“There are three kinds of lies: Lies, damned lies, and statistics.” That famous quotation is frequently attributed to Mark Twain but was actually (according to Twain himself, anyway) the work of British prime minister Benjamin Disraeli. Whoever said it, it remains familiar because it captures a widespread suspicion of the extent to which statistics can be made to support any position, with sufﬁcient manipulation. This is an especially big public-relations problem for psychological scientists, who use statistical analysis to reach most of their research conclusions.

Of the various available statistical techniques, probably none is more frequently and egregiously abused than the correlation coefﬁcient, which is also the most common way of handling the data from observational (nonexperimental) studies in psychology. A correlation coefﬁcient is a single number that indicates the nature and the strength of the relationship between two sets of numbers. Values can range between −1.0 and 1.0.

A positive number means high scores on one factor accompany high scores on the other factor being studied—as one goes up, so does the other. A negative correlation indicates an inverse relationship—as one goes up, the other goes down. The closer the correlation gets to an absolute value (positive or negative) of 1.0, the stronger the measured relationship is. For example, there is a strong positive correlation between shoe size and pants size, at least during childhood—as one number goes up, so does the other. There is a negative correlation between the air temperature and the number of layers of clothing that people wear—as the temperature rises, fewer clothes are worn.

Unfortunately, a common error, in regular life as well as in statistical analysis, is to assume that a correlation represents a causal relationship. Sometimes this is a reasonable assumption—the strong positive correlation between total number of cigarettes smoked and the likelihood of getting lung cancer, for example—and sometimes it is not. Take, for example, the strong positive correlation between the number of churches in a city and the number of bars. Internationally, as one number increases, so does the other. A causal interpretation may tempt us: religion drives people to drink, or conversely perhaps the consumption of alcohol leads to greater religiosity. Note that there is nothing in the data themselves to indicate either a causal relationship or the direction of such a relationship (which variable causes which), if one were to exist. In fact, the relationship between the two numbers is again explained by a third variable, in this case population expansion. Larger towns and cities have both more churches and more bars.

A cause-and-effect relationship would clearly be an inappropriate interpretation of the foregoing example. An important warning: cause-and-effect interpretations are always inappropriate for correlational data. Sometimes the data may actually represent a causal relationship, but there is no way of telling from the correlation coefﬁcient alone. The only type of psychological research that allows causal inferences to be drawn is the experiment.

Despite this, causal inferences are made all the time. Politicians are major offenders. The last ﬁve presidents (and probably all their predecessors as well), for example, have all seized credit for improvements in certain economic indicators by correlating the ﬁgures with their months in ofﬁce. The government keeps track of many economic indicators, and in any given period some will rise and others will fall. It’s a simple matter to examine the statistics for the ﬁrst hundred days in ofﬁce and pick one that has gone up, and to then point out that this has occurred while the president has been in ofﬁce. As with other correlational data, however, there is not enough information contained in the correlation to assume a causal connection. Be alert for this sort of thing—it’s everywhere, and it’s a clever way of lying.

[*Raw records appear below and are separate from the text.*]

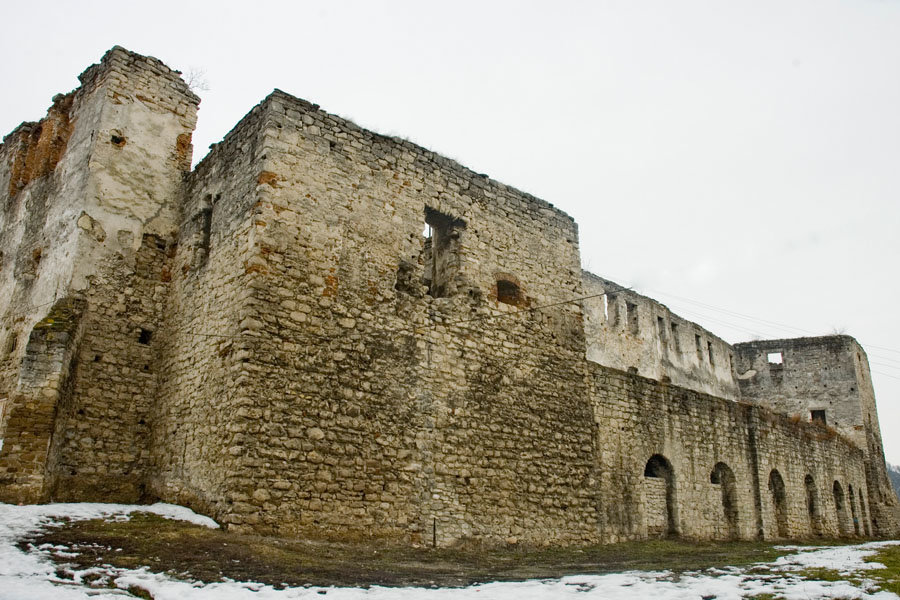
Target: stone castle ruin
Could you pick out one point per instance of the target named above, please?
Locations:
(270, 339)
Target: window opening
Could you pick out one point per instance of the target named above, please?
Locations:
(442, 256)
(812, 505)
(779, 500)
(613, 307)
(840, 508)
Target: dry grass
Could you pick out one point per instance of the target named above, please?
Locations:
(198, 553)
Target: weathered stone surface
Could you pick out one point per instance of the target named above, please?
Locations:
(271, 339)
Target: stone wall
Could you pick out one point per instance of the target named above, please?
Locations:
(326, 332)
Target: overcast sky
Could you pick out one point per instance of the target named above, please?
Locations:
(738, 161)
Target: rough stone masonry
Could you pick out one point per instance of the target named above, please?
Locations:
(271, 339)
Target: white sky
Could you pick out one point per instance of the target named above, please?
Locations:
(738, 156)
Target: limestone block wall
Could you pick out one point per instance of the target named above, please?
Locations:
(377, 405)
(204, 348)
(826, 378)
(628, 331)
(674, 461)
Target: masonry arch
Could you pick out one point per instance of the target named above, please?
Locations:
(723, 476)
(659, 497)
(778, 492)
(854, 513)
(840, 507)
(812, 505)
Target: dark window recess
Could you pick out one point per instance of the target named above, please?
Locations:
(632, 318)
(508, 292)
(144, 337)
(818, 416)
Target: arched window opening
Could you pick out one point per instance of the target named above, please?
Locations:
(659, 497)
(812, 505)
(723, 476)
(779, 502)
(839, 507)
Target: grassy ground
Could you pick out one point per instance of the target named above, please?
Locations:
(194, 552)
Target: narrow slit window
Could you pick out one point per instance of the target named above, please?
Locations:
(613, 308)
(443, 260)
(632, 317)
(509, 292)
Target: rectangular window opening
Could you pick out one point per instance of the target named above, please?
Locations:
(442, 252)
(144, 337)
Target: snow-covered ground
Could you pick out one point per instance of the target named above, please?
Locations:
(32, 576)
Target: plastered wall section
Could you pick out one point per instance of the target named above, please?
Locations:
(625, 330)
(376, 408)
(87, 219)
(639, 418)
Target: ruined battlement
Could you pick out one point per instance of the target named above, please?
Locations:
(324, 331)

The tendency to confuse correlation with causation is a perfectly natural one, and one which serves an adaptive function, despite sometimes being wrong. Recognizing that two things that occur consecutively may share a causal relationship is not a bad thing—consider the survival value of noticing that a certain type of cloud often precedes a dangerous thunderstorm or that a certain type of activity by birds often precedes the arrival of a tiger by a few seconds. It can also lead us to see such relationships where none exist, however, a phenomenon known as illusory covariation. This may explain the popularity of many unproven cold remedies. Although several clinical trials have now demonstrated that Echinacea purpurea has no effect either on the immune system or on cold symptoms, it remains hugely popular for such alleged effects. A cold usually lasts about a week, maybe a little less, maybe a bit more. If we take a remedy for several days and begin to feel better after taking it, it seems fairly obvious that the remedy caused the improvement. As scientists, however, we must be wary of the obvious—the cold would probably have gotten better anyway, with or without the remedy.

Correlation remains an extremely useful statistical technique despite these ﬂaws, as the problem is with the interpretation rather than with the numbers themselves. The real purpose of correlation is to indicate whether two variables are related in some way and how strong that relationship is—it cannot tell us anything else about the nature of that relationship. When we get promising results from correlations, we can then use these data to plan experiments to test whether a causal relationship of any sort actually exists.

**References:**

- Dewdney, A. K. 200 Percent of Nothing. New York: Wiley, 1993;
- Huff, D. How to Lie with Statistics. New York: W.W. Norton, 1954, 1993.